DF se destaca no movimento

O presidente da Câmara de Dirigentes Lojistas do DF (Eduardo Rodrigues) destaca que Brasília ganhou reconhecimento nacional pela crescente participação do comércio e dos consumidores no DLI. “O DF participa há vários anos e o movimento tem crescido muito, tornando a cidade uma referência nacional pela grande adesão do comércio e repercussão junto ao consumidor”, comenta.

Ele explica que o propósito da campanha é evidenciar algo que muitas vezes passa despercebido: o impacto dos impostos no preço final dos produtos e serviços. “O consumidor paga impostos em quase tudo que consome, mas nem sempre percebe o quanto eles influenciam no valor final”, disse Eduardo Rodrigues.

A CDL-DF espera contar com mais comerciantes aderindo ao movimento este ano, com participação de diversos setores do varejo e serviços, ressaltando que o debate sobre a tributação tem ganhado espaço nas discussões econômicas do país.

Consumidores aproveitam descontos e o movimento ganha força

Entre as empresas participantes está a rede Agittus Calçados, que oferecerá 30% de desconto em todos os produtos durante a ação. O sócio da empresa, Yago Arrais, afirma que o objetivo vai além das vendas, buscando conscientizar os consumidores sobre o impacto da carga tributária no preço. “Queremos mostrar ao consumidor o peso dos impostos no custo dos produtos”, explica.

Além dos descontos, as lojas investem em ações educativas, treinando equipes e distribuindo materiais que explicam a proposta do movimento. A adesão do público costuma ser rápida: “Os consumidores acabam comprando mais, inclusive aqueles que inicialmente não planejavam comprar. No ano passado, tivemos quase mil clientes a mais”, destaca Yago Arrais.

Outra empresa participante é a rede Lord Perfumaria, especializada em perfumes importados, que faz parte do movimento desde as primeiras edições no DF e oferecerá até 50% de desconto em produtos selecionados. O diretor de franquias, Lucas Muniz, ressalta que a campanha aproxima o consumidor do debate sobre a alta tributação. “Mostramos preços melhores e a diferença que os impostos fazem no custo final”, comenta.

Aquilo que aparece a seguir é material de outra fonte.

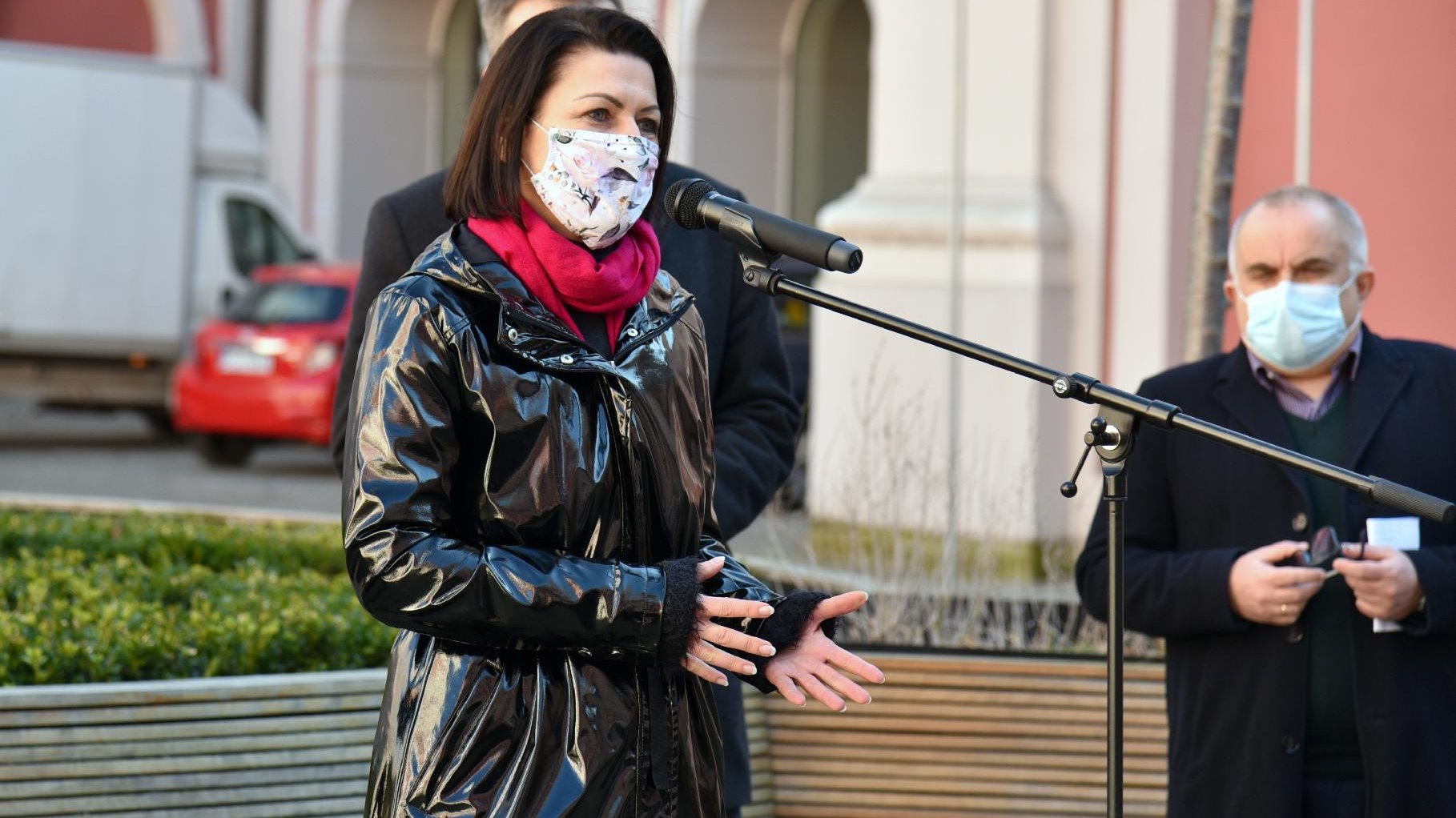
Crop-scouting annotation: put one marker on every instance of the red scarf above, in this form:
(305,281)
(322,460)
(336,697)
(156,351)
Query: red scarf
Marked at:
(564,274)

Segundo Lucas Muniz, o Dia Livre de Impostos mostra como produtos antes considerados caros podem ficar mais acessíveis sem a elevada carga tributária. “Vamos demonstrar que esses perfumes e produtos podem ficar mais próximos do consumidor sem impostos altos”, completa.

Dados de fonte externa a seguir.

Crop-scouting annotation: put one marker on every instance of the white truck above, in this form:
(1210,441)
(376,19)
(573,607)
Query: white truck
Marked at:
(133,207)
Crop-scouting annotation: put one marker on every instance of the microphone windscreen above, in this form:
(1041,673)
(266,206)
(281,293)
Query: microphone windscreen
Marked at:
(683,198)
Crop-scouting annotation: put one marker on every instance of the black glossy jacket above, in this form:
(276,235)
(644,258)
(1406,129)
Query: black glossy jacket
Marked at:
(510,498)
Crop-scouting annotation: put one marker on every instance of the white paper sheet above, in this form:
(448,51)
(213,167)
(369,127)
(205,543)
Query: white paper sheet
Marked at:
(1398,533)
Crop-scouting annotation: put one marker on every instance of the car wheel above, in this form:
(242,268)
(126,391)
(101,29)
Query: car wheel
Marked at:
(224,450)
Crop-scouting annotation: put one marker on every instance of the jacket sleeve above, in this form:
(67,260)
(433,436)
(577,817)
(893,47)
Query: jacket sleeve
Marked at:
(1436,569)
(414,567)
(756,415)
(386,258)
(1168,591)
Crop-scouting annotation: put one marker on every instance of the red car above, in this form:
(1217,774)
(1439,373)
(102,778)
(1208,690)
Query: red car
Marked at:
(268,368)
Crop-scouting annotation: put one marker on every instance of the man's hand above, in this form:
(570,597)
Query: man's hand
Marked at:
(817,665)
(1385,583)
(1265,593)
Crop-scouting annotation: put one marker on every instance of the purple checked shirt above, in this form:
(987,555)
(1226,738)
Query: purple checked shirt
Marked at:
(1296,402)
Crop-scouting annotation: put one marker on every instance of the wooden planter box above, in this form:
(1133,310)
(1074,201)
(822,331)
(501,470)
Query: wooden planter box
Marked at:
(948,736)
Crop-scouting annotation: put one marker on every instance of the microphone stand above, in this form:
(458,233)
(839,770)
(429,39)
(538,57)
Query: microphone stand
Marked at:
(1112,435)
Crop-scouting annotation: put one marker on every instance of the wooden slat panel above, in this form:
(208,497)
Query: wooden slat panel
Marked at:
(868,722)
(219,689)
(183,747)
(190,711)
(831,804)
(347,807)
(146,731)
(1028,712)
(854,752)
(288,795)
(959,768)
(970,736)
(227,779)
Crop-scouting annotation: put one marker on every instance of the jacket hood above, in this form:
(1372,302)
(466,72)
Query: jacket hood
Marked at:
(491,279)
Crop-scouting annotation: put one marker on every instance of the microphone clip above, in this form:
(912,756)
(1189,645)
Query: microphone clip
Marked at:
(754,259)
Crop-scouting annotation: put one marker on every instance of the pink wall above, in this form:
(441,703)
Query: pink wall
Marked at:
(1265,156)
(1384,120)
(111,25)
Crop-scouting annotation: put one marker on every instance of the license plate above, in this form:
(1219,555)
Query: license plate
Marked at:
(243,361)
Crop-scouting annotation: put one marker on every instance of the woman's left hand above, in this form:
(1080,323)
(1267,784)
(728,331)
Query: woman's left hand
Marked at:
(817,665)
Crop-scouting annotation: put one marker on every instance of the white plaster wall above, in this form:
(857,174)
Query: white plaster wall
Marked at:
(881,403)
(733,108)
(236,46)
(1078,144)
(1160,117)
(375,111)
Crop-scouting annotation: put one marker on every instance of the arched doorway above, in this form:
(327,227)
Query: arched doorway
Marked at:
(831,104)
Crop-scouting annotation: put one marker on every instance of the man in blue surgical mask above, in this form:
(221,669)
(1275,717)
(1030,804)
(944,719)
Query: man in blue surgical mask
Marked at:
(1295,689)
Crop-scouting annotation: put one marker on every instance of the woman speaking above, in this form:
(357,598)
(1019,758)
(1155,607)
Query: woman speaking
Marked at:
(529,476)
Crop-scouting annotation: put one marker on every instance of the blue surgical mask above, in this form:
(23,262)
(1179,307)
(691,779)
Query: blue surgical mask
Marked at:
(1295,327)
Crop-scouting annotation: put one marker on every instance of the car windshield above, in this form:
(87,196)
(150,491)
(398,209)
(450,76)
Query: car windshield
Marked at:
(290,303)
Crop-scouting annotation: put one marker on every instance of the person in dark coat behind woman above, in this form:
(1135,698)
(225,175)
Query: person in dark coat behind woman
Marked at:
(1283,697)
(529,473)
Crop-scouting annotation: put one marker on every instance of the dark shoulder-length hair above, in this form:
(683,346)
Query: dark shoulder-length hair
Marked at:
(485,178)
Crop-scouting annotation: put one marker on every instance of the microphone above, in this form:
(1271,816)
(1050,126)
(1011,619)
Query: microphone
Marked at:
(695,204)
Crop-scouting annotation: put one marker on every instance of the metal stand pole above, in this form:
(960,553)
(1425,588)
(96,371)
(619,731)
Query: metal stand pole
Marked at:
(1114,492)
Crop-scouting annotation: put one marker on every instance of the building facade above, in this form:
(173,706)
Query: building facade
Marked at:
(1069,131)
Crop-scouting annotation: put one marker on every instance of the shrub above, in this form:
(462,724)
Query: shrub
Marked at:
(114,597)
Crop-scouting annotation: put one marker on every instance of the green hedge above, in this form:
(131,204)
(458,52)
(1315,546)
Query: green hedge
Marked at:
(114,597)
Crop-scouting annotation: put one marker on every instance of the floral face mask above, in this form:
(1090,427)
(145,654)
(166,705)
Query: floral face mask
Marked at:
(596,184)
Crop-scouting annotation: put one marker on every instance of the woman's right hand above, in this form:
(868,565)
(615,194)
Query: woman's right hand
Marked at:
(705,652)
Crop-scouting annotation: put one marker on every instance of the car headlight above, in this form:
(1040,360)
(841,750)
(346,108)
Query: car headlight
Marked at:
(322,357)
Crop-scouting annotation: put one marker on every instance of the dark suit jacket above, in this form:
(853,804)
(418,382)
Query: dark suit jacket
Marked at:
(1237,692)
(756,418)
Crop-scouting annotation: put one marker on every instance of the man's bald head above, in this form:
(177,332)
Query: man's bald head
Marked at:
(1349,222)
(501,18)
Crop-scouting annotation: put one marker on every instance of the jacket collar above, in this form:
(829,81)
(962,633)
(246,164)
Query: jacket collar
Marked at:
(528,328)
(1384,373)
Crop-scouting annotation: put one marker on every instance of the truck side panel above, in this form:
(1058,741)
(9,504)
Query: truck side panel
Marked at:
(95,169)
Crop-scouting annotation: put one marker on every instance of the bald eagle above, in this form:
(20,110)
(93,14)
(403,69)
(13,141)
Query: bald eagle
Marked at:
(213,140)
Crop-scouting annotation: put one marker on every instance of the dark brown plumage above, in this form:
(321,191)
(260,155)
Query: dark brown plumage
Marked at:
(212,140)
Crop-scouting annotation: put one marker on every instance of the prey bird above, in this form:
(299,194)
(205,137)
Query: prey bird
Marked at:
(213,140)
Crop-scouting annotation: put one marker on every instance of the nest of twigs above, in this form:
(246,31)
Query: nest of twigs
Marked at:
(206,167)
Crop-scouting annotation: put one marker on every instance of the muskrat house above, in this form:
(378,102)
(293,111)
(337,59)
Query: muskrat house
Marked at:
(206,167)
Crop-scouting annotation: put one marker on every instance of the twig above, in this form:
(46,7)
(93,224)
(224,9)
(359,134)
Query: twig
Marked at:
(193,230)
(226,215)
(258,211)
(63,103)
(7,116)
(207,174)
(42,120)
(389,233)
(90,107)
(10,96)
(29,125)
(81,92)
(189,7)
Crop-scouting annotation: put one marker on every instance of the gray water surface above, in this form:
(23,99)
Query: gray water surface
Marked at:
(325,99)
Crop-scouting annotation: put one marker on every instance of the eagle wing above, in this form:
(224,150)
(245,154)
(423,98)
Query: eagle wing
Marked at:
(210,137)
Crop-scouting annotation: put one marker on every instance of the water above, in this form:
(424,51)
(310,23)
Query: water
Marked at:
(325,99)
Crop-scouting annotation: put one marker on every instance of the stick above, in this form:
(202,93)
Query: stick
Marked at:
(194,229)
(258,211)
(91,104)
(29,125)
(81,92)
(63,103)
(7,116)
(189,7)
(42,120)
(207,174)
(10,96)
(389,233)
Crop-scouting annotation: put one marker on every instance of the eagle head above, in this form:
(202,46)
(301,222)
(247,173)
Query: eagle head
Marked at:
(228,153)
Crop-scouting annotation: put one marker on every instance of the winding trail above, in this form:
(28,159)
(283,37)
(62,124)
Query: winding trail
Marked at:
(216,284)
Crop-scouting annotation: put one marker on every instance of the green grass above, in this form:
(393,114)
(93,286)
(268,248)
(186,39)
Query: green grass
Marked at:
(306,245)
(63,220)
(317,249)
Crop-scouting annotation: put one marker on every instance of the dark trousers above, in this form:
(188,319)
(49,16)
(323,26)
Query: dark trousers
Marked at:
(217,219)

Os consumidores também têm aprovado a iniciativa. Na capital federal, Lhais Silva e Janaína Duarte foram surpreendidas com a campanha. Janaína, secretária em uma clínica médica, comenta que achou interessante poder comprar alguns produtos sem os impostos. “No próximo ano, vou me programar para aproveitar melhor”, diz.

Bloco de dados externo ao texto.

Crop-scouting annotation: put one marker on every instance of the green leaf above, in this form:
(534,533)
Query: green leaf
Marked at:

Lhais Silva, estudante de 22 anos, percebeu os descontos no ano passado e agora entende que eles estavam ligados ao Dia Livre de Impostos. “Eu consegui aproveitar porque estava no shopping e comprei. Vou ficar atenta nas próximas edições e me preparar para o próximo ano”, afirma.

Reforma tributária e competitividade entram na pauta

Além dos descontos, o DLI deste ano traz à tona debates sobre a reforma tributária e o impacto dos impostos nas empresas brasileiras. A CNDL publicou um manifesto apontando que o ambiente de negócios no Brasil ainda enfrenta muita burocracia, insegurança jurídica e alta tributação.

O documento expressa preocupação com o período de transição entre os modelos antigo e novo de tributação, que pode aumentar custos operacionais e complicar a situação fiscal para empresas de todos os tamanhos. Também alerta para o risco de o Brasil ter uma das maiores alíquotas de IVA do mundo.

Outro ponto importante é a defesa da isonomia tributária, ou seja, igualdade de impostos entre empresas nacionais e plataformas internacionais de comércio eletrônico, pois os varejistas brasileiros enfrentam uma carga maior que os concorrentes estrangeiros que vendem para o país.

Para os organizadores, o movimento vai além dos descontos: busca causar reflexão sobre competitividade, simplificação dos impostos e o retorno que a população tem sobre os tributos pagos.